The balance of pain yet shame from a toe cramp in a pool is hard to match. Momentarily debilitating, followed by realizing you just needed to drink 6 oz of water.

Copy/paste from another website... Funny, but not funny...

One morning I was called to the emergency room by the head ER nurse. She directed me
to a patient who had refused to describe his problem other then to say that he "needed
a doctor who took care of men's troubles." The patient, about 40, was pale, febrile,
and obviously uncomfortable, and had little to say as he gingerly opened his trousers
to expose a bit of angry red and black-and-blue scrotal skin. After I asked the nurse
to leave us, the patient permitted me to remove his trousers, shorts, and two or three
yards of foul-smelling, stained gauze wrapped about his scrotum, which was swollen to
twice the size of a grapefruit and extremely tender. A jagged zig-zag laceration,
oozing pus and blood, extended down the left scrotum.

Amid the matted hair, edematous skin, and various exudates, I saw some half-buried
dark linear objects and asked the patient what they were. Several days earlier, he
replied, he had injured himself in the machine shop where he worked, and had closed
the laceration himself with a heavy-duty stapling gun. The dark objects were one-inch
staples of the type used in putting up wallboard.

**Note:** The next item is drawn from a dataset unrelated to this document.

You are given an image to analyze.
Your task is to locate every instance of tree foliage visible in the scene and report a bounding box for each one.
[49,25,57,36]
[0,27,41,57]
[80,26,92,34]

We x-rayed the patients scrotum to locate the staples; admitting him to the hospital;
and gave him tetanus antitoxin, a broad-spectrum antibacterial therapy, and
hexachlorophene sitz baths prior to surgery the next morning.

The procedure consisted of exploration and debridement of the left side of the scrotal
pouch. Eight rusty staples were retrieved, and the skin edges were trimmed and
freshened. The left testis had been avulsed and was missing. The stump of the spermatic
cord was recovered at the inguinal canal, debrided, and the vessels ligated properly,
though not much of a hematoma was present. Through-and through Penrose drains were
sutured loosely in site, and the skin was loosely closed.

Convalescence was uneventful, and before his release from the hospital less then a week
later, the patient confided the rest of his story to me.

An unmarried loner, he usually didn't leave the machine shop at lunchtime with his
co-workers. Finding himself alone, he had begun the regular practice of masturbating
by holding his penis against the canvas drive-belt of a large floor-based piece of
running machinery. One day, as he approached orgasm, he lost his concentration and
leaned too close to the belt. When his scrotum suddenly became caught between the
pulley-wheel and the drive-belt, he was thrown into the air and landed a few feet away.
Unaware that he had lost his left testis, and perhaps too stunned to feel much pain, he
stapled the wound closed and resumed work.

I can only assume he abandoned this method of self-gratification.

By Dr. William A. Morton, Jr. MD, a retired urologist residing in
West Chester, Pennsylvania

So, basically every week in trailerbama?